By: Bruce H. Leeds, Senior Counsel

The Korea-United States Free Trade Agreement (KORUS) allows articles to be imported into the U.S. free of duty and Merchandise Processing Fees.  It also allows articles exported from the U.S. to enter Korea free of duty.  So, if you are importing from Korea, or exporting to that country, you simply declare the shipment as qualifying under KORUS, and reap the benefits, right?

Wrong!  To qualify for benefits under KORUS the imported or exported articles must qualify under the applicable rules of origin, and the exporter or importer must be prepared to prove that the shipment qualifies by means of a certification signed by the producer of the article, or other acceptable evidence.

Like other free trade agreements KORUS has rules on what qualifies for benefits under the agreement.  The rules to qualify look very much like the North America Free Trade Agreement and similar free trade agreements.  In short, to qualify under KORUS the articles must be:

  • Wholly obtained or produced in Korea or the U.S. “Obtained” in this context doesn’t mean purchased in a qualifying country. It means obtained from the natural resources of the country. For KORUS purposes articles wholly obtained or produced would be agricultural products or minerals, or articles 100% made from materials grown or mined in the qualifying country. An article manufactured from various parts and materials of different, or unknown origin, is not likely to meet the “wholly obtained or produced” definition.
  • Meet the applicable rule of origin. The rule of origin applicable to an article is dictated by its classification in the Harmonized Tariff Schedule (HTS). The rule of origin could be based on “tariff shift” – non-originating parts and materials undergoing operations that result in a required change in HTS classification. It could also be based on Regional Value Content (RVC) – a qualifying content of 50% or 60% depending on the method of valuation used. In some instances an article must meet both the tariff shift and RVC rules.

It is not enough for an exporter or importer to simply declare that an article meets the applicable rule of origin, as they must be prepared to prove it.

On March 12, 2012 US Customs & Border Protection issued implementation instructions for KORUS.  Although intended for its field offices and ports of entry, the instructions were made available to the public and serve as an excellent guide to qualifying under KORUS.

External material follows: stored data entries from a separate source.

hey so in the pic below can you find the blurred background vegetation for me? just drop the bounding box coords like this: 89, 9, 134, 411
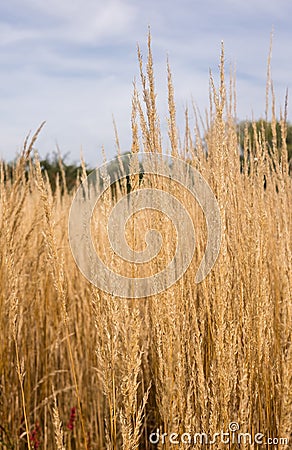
1, 120, 291, 193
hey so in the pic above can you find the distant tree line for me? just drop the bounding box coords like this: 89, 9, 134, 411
0, 152, 90, 193
38, 152, 89, 193
238, 120, 292, 173
1, 120, 291, 193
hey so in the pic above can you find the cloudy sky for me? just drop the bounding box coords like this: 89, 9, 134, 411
0, 0, 291, 166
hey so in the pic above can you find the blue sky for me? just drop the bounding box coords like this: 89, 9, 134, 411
0, 0, 291, 166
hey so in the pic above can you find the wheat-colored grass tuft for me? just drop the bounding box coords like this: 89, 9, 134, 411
0, 35, 291, 450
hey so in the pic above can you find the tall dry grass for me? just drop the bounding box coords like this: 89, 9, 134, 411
0, 34, 291, 449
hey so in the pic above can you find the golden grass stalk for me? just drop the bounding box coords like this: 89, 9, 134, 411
52, 387, 66, 450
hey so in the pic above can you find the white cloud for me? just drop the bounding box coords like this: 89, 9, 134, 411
0, 0, 291, 165
3, 0, 137, 43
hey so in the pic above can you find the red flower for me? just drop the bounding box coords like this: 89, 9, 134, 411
30, 421, 40, 449
67, 407, 77, 431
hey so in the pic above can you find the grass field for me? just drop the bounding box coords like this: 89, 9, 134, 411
0, 36, 291, 449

The instruction summarizes the rules of origin for KORUS.  It goes on to describe the documentation required to qualify for tariff benefits under KORUS.  It states that “the importer may make a claim for preferential tariff treatment based on a written or electronic certification issued by the exporter or producer, or based on the importer’s knowledge, including a reasonable reliance on information in his possession.”  This means that the importer’s claim for KORUS benefits could be based on a certification from the exporter or producer, the importer’s own knowledge of the facts, or information in the importer’s possession.  The latter could include bills of material and manufacturer’s affidavits, or the importer’s own survey of actual production of the articles at the producer’s factory.  In actual practice, anything less than a certification from the actual producer supported by manufacturing records is probably insufficient.

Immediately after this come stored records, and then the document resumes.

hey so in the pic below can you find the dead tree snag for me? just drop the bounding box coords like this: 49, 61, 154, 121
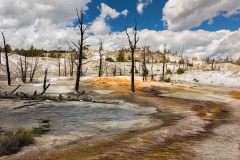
98, 38, 104, 77
43, 69, 48, 90
0, 45, 2, 64
29, 57, 39, 83
125, 20, 139, 94
1, 31, 11, 85
73, 8, 88, 93
162, 43, 166, 80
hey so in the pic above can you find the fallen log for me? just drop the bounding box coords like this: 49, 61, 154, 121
11, 84, 21, 94
13, 103, 43, 109
77, 90, 85, 97
40, 83, 50, 95
0, 87, 120, 105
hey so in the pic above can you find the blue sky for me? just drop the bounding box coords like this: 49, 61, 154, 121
83, 0, 240, 32
0, 0, 240, 58
84, 0, 168, 31
193, 12, 240, 31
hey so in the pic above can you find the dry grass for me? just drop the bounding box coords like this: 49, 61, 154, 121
228, 90, 240, 99
0, 128, 35, 156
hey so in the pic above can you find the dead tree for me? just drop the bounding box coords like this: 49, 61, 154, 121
0, 45, 2, 64
29, 57, 39, 83
162, 44, 166, 79
147, 47, 154, 80
211, 58, 215, 70
19, 54, 28, 83
43, 69, 48, 90
105, 61, 108, 77
142, 41, 147, 81
112, 63, 117, 76
57, 52, 61, 76
1, 31, 11, 85
64, 58, 67, 76
217, 58, 222, 70
98, 38, 104, 77
125, 20, 139, 93
178, 45, 184, 69
185, 56, 188, 71
72, 8, 88, 93
68, 53, 74, 77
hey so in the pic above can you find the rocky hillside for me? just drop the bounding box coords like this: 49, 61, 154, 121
0, 51, 240, 87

For exports from the U.S., Korea has published a Certificate of Origin to be completed by the U.S. exporter or (preferably) the producer.

Under KORUS, CBP has the right to verify claims under KORUS.  CBP may issue a Form 28 Request for Information asking for full documentation to support a KORUS claim.  This may include flow charts, bills of material, certificates of origin, etc. to prove that the articles truly qualify.  Korean Customs may request similar information for U.S. exports and has Customs officers at its consulates in the U.S. whose job it is to verify KORUS claims.

In the event of a Focused Assessment audit by CBP, Regulatory Auditors will determine whether the importer has made KORUS claims and, if so, will add KORUS verification to the list of things to be audited.

The intent here is not to discourage importers from making KORUS claims; but instead to caution that such claims must be done carefully, and must be supported by appropriate documentation.

Exporters to Korea may have demands from Korean customers for certificates of origin.  They need to ensure that any such certifications are executed by persons with actual knowledge of whether the exported articles truly qualify under KORUS.

We can close with some recommendations for companies contemplating using KORUS:

  1. If importing from Korea, include language in purchase orders placed with Korean suppliers requiring them to provide a certification that the articles to be imported into the U.S. qualify under KORUS, and also require the supplier to provide additional information on request to support the certification.
  2. Do not allow a customs broker to make automatic claims for KORUS benefits. The claims should only be made on instruction from the importer and supported by appropriate documentation supporting the claim.
  3. Audit import entries after the fact to ensure that claims were only made when instructed by the importer. Importers should review ITRAC data or ACE reports to look for unauthorized claims.
  4. For exports to Korea, it is recommended that you have the process under the control of compliance personnel. Do not allow KORUS Certificates of Origin to be executed by employees or agents who do not have knowledge of the facts.
  5. Keep all associated records for five years so they will be available to U.S. or Korean Customs on request.

 

KORUS may be a real cost saver, but only if it is done right.  Do it right!